In his Itinerary around England & Wales in about 1535 the antiquary John Leland wrote about his entry to Bath “ I cam doun by a Rokky Hille fulle of fair Springes of Water and on this Rokky Hille is sett a large streate as a Suburbe to the Cyte of Bath and (in) this streat is a chapelle of S. Mary Magdalen”.
Leland further records that “The Cite of Bath is sette booth yn a fruteful and pleasant Botom the which is environid on every side with greate Hilles out of which cum many Springes of pure water that be conveyid by diverse wayes to serve the Cite. Insomuch that Leade beyng made ther at hand many Houses yn the Toune have Pipes of Leade to convey Water from Place to Place”.
Evidence that came to light during the archaeological survey of the new Southgate shopping centre in 2006-9 indicated that the lead distribution pipe in the city was robbed out during the 1640s and possibly rerouted after 1650. At this time maintenance of the water supply was paid for by the City Chamberlain.
Two hundred years after Leland’s visit, the 1745 sketch of spring waters illustrates how the water was collected in upper Holloway, distributed to local outlets and taken by the ‘Great pipe’ across the bridge to supply the south of the city. Around this period water supply to the city was becoming inadequate, so a new reservoir on Beechen Cliff and a new pipe down Holloway were constructed in 1757.

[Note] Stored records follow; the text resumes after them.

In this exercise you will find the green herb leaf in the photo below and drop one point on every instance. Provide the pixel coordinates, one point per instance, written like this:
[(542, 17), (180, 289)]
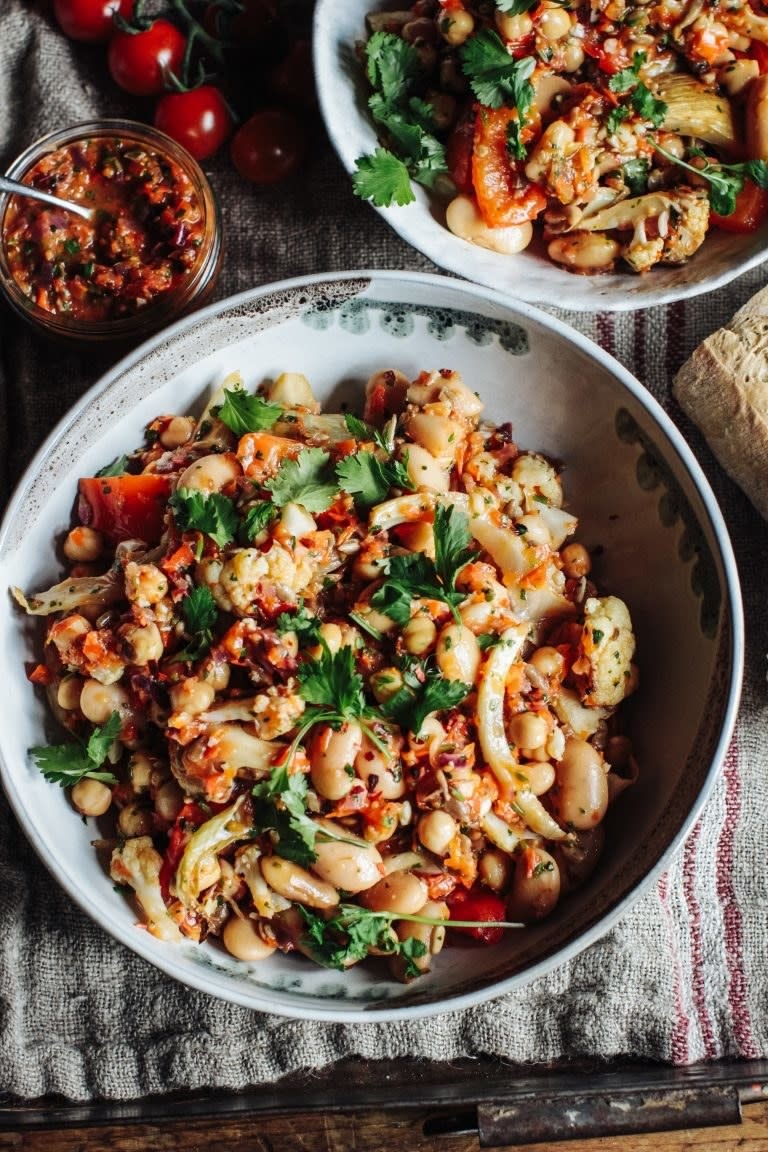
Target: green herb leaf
[(257, 518), (243, 412), (382, 179), (205, 512), (66, 764), (309, 480)]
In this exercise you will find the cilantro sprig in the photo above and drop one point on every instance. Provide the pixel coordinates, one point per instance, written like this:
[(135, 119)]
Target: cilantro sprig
[(244, 412), (310, 480), (385, 176), (66, 764), (725, 180), (210, 513), (415, 575)]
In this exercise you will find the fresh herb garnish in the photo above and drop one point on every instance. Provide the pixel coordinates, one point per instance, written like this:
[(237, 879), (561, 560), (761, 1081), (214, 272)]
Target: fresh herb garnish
[(200, 613), (309, 480), (210, 513), (66, 764), (725, 180), (243, 412)]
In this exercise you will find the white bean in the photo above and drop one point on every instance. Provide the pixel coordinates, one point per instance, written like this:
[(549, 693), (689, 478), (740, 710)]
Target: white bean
[(464, 220)]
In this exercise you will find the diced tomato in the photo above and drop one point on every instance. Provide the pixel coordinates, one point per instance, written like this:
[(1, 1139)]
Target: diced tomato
[(751, 210), (504, 194), (124, 507), (478, 904)]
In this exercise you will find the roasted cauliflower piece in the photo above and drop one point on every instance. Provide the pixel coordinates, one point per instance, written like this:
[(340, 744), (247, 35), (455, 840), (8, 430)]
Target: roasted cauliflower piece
[(607, 651), (137, 863)]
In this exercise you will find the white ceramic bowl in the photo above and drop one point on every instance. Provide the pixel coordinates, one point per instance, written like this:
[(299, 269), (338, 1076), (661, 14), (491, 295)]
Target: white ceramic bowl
[(630, 476), (530, 275)]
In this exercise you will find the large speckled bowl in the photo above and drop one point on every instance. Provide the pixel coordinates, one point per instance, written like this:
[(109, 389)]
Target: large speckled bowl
[(529, 275), (629, 476)]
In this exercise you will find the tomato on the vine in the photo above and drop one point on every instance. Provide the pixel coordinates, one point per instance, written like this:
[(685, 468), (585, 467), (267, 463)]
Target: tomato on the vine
[(139, 61), (90, 20), (199, 120), (270, 146)]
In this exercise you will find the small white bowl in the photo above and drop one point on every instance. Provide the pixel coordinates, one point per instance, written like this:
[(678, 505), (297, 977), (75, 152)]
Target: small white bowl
[(628, 474), (530, 275)]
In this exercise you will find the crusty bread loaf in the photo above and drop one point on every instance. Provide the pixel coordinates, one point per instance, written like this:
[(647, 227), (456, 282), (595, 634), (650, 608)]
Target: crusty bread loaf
[(723, 387)]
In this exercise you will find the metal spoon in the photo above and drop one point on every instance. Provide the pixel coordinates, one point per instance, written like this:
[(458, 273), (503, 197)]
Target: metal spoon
[(12, 186)]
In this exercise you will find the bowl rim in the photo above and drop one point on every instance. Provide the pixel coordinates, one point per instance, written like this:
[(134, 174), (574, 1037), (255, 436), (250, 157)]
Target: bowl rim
[(407, 227), (164, 960)]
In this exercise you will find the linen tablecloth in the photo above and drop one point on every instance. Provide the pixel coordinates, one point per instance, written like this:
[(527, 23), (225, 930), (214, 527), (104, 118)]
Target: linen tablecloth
[(684, 976)]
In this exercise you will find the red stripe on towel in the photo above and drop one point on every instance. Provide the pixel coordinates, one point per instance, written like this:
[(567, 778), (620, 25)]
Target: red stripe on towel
[(734, 925)]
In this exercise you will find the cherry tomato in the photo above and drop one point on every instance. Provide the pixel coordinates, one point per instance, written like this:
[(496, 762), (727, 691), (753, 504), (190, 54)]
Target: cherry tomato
[(477, 904), (504, 194), (270, 146), (293, 78), (90, 20), (199, 120), (751, 210), (124, 507), (139, 61)]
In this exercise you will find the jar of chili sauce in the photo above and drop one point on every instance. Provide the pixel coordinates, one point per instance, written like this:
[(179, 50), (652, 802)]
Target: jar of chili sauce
[(150, 251)]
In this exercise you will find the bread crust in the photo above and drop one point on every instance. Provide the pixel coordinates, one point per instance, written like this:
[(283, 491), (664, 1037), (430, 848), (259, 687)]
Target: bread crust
[(723, 387)]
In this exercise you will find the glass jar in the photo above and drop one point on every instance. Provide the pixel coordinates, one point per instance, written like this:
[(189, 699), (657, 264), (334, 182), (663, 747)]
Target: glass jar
[(151, 254)]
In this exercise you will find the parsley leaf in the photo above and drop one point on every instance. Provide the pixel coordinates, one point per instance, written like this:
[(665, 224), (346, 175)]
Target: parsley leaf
[(205, 512), (369, 479), (495, 77), (424, 690), (280, 806), (243, 412), (118, 467), (200, 614), (257, 518), (66, 764), (302, 622), (308, 480)]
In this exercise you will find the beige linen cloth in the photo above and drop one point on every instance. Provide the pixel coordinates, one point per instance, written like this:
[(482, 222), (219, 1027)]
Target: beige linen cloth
[(683, 978)]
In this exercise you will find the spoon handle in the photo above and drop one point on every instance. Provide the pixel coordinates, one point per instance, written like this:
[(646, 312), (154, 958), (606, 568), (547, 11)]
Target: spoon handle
[(35, 194)]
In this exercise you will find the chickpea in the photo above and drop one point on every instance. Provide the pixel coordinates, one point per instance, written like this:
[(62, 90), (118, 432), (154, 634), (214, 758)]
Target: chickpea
[(458, 653), (91, 797), (495, 869), (211, 474), (141, 645), (576, 560), (346, 865), (456, 27), (586, 251), (535, 886), (68, 692), (465, 221), (527, 729), (242, 940), (295, 883), (83, 545), (419, 634), (135, 820), (177, 431), (98, 702), (548, 661), (582, 796), (435, 831), (379, 772), (192, 696), (332, 758), (145, 584), (168, 801), (401, 892)]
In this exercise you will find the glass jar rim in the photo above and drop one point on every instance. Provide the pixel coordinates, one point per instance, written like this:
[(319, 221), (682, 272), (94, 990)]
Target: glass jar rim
[(167, 305)]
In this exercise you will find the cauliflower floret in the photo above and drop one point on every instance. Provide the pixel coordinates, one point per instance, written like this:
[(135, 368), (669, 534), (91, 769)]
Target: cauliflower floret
[(607, 651), (136, 863)]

Ownership of the land where the springs arose was gifted to the trustees of Bruton Hospital in the early 1600s who, until it was put up for sale in 1862, received income from tenants and from users of the water, often referred to as ‘Bruton Water’.
For many years Bath City Corporation operated these spring waters as a public supply, building a series of conduits, collection tanks and distribution pipework to a variety of properties and public standpipes. The C19th census returns show that Holloway and its courtyards had a large number of laundresses capitalising on the ready supply of clean water.
However, when the construction of the nearby Somerset and Dorset Joint Railway line in 1872 caused a sharp drop in flows and when, in 1887, the water was found to be contaminated, the public supply from the springs was abandoned. The local underground reservoir (at the end of Calton Gardens) continued to be used to store treated (chlorinated) municipal water for local distribution until the early 1960s.
Some spring water continues to flow underground and can always be heard running outside number 12 Holloway as it makes its way into the city drainage system.
Historical views of Bath
Views of Bath from Beechen Cliff have been recorded by painters and photographers for very many years, often with the houses of the Holloway area in the foreground. The following picture illustrate the jumble of housing clinging to the hill as it descends to the river crossing towards the Abbey.
Almost all these buildings have disappeared due to war damage, neglect or demolition prior to redevelopment.
Holloway suffered significant damage from bombing in 1942, as shown on the map below.
Major Redevelopment 1960 – 1980
Redevelopment of the coloured area was commissioned by Marshman Warren Taylor in the late 1960s; the first of the new houses to be occupied in 1972 were 5-11 Calton Walk, then 15-24 Calton Gardens and 1-6 Alton Place in 1973. The final houses in Holloway and St Mark’s Gardens were finished in the early 1980s by builders M P Kent.
This controversial development replaced all of the characterful, mostly Victorian, housing which had either suffered significant war damage or had been allowed to fall into complete disrepair. Note how many ‘ruins’ are marked on the 1952 OS map.